From Meetings to Modules: Redefining Clinical Coordination
Clinical teams do not move slowly because clinicians are slow. They move slowly because pages, meetings, and verbal handoffs force physicians to keep re-explaining decisions that software should carry forward.
Listen to this post
From Meetings to Modules: Redefining Clinical Coordination
A nurse flags an abnormal glucose value.
She pages the attending. The attending calls back an hour later. The plan is relayed to the resident, who enters it from memory. The chart is reviewed on rounds the next morning, where three more people reconstruct the same case.
No one in that sequence is moving slowly.
The system is.
Clinical coordination still depends on a person carrying context from one conversation to the next. Every page, meeting, and verbal handoff becomes another place where the plan can wait, drift, or disappear.
That is the retelling tax: the clinical time lost when a decision has been made but the system cannot carry it forward.
This is not primarily a staffing problem. It is an architecture problem.
I. The Hospital Moves at the Speed of Its Slowest Conversation
Healthcare still assumes that coordination happens through meetings, pages, and verbal handoffs. Documentation arrives later as a record of what happened.
That sequence is backward.
The documentation should not merely describe the work. It should help execute the work.
Software teams learned this when they began moving repeatable human interactions into code. When every decision requires one person to explain context to another person, people become the transport layer. More meetings do not repair that design. They add bandwidth to a broken interface.
Clinical teams have the same problem, with higher stakes.
A plan that exists only in a physician’s memory is not yet part of the clinical system. It is waiting to become a page, a callback, a handoff, or an omission.
II. A Sign-Out Note Is an Interface
A sign-out note is not paperwork.
It is an interface between the physician who made the plan and the team that must carry it out.
If I write it clearly enough, the night team should not need to page me to understand the next step. If I structure it consistently, a billing workflow should be able to identify the relevant CPT and ICD-10 codes without another person rereading the entire chart. If I make the plan machine-readable, an agent can flag a missed aspirin order or an overdue cervical-length screen before the omission becomes harm.
The goal is not to replace clinical judgment.
The goal is to stop spending clinical judgment on repeated explanation.
Every time I restate a plan I have already made, I am not practicing medicine. I am compensating for a coordination failure.
III. From Roadmap to Terminal
The physician who understands the clinical failure is often separated from the team building the proposed solution by months of meetings, requirement documents, and vendor interpretation.
Each handoff weakens the signal.
When I built my sign-out-to-APSO pipeline, I did not commission a project and wait for a vendor to return with a prototype. I was the maternal-fetal medicine physician who knew what a useful note required, sitting in the terminal and encoding that judgment into a working tool.

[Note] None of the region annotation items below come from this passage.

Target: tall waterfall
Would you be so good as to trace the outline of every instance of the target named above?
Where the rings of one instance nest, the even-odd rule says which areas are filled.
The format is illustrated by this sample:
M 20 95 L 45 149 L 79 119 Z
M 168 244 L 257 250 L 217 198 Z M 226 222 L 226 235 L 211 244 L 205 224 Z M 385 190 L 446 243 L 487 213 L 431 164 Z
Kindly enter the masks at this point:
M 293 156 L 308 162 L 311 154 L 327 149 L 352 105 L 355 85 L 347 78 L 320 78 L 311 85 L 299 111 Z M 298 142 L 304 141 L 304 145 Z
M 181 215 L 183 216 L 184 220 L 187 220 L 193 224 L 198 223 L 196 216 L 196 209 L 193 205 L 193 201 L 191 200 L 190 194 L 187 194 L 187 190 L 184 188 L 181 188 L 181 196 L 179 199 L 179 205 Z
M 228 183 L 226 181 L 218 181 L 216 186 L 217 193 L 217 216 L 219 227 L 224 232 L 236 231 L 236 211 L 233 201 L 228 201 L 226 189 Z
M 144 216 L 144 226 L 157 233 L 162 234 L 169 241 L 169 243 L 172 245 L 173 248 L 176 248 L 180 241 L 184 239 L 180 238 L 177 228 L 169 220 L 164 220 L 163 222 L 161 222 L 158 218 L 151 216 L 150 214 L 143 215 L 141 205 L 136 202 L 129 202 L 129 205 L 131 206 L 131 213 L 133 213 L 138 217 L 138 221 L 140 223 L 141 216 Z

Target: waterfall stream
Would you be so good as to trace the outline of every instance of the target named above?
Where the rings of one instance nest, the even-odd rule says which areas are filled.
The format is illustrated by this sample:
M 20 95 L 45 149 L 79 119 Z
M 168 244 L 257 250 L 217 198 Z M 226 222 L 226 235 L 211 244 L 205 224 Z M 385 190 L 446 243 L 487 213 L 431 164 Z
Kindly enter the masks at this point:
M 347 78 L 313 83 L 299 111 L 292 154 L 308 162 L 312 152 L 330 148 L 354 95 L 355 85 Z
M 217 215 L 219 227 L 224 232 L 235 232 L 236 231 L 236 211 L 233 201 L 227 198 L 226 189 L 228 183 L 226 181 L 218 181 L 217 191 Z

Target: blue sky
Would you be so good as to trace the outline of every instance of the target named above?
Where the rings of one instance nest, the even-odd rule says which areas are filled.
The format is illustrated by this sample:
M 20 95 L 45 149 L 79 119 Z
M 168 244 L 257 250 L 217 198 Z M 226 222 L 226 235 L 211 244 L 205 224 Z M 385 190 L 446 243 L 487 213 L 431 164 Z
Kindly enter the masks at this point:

The feedback loop collapsed.
I could move directly from “this assessment is clinically incomplete” to a revised module, then test the output against the work I actually do. The distance between clinical judgment and implementation fell from months to hours.
That is the physician-developer advantage. Domain knowledge does not arrive as a specification. It remains present in the build.
IV. Documentation as Code
A meeting note stored in someone’s memory or buried in an email thread is dead as soon as the meeting ends.
A structured clinical document stays alive.
It can be parsed. It can trigger downstream actions. It can support an automated revenue-cycle workflow, populate an educational tool, or give a future agent enough context to review the chart without reconstructing the case from fragments.
This is documentation as code: clinical intent expressed in a form that both a resident and a script can act on.
The phrase does not mean that prose should disappear. Medicine still requires narrative, uncertainty, and judgment. It means that decisions should have enough structure to survive the person who first expressed them.
Documentation stops being the receipt for a decision.
It becomes part of the mechanism that carries the decision forward.
V. The Measure Is Clinical Distance
None of this matters if it does not shorten the distance between evidence and patient benefit.
A cervical-length screening tool that spends a year moving through committees delivers less clinical value during that year than a narrow tool built, tested, observed, and revised within a call schedule. Speed alone is not the standard. The tool must still be correct, auditable, and bounded by a human checkpoint.
But delay is not neutral.
The useful measure is clinical distance: the number of handoffs between noticing a gap in care and placing a reliable tool in front of the clinician who can close it.
Physician-developers can reduce that distance because we occupy both ends of the problem. We see the missed screen. We understand the clinical consequence. We can inspect the workflow. Then we can build the module that carries the right intent forward.
The hospital should not move at the speed of its slowest conversation. A decision made once should not require a physician to keep making it again.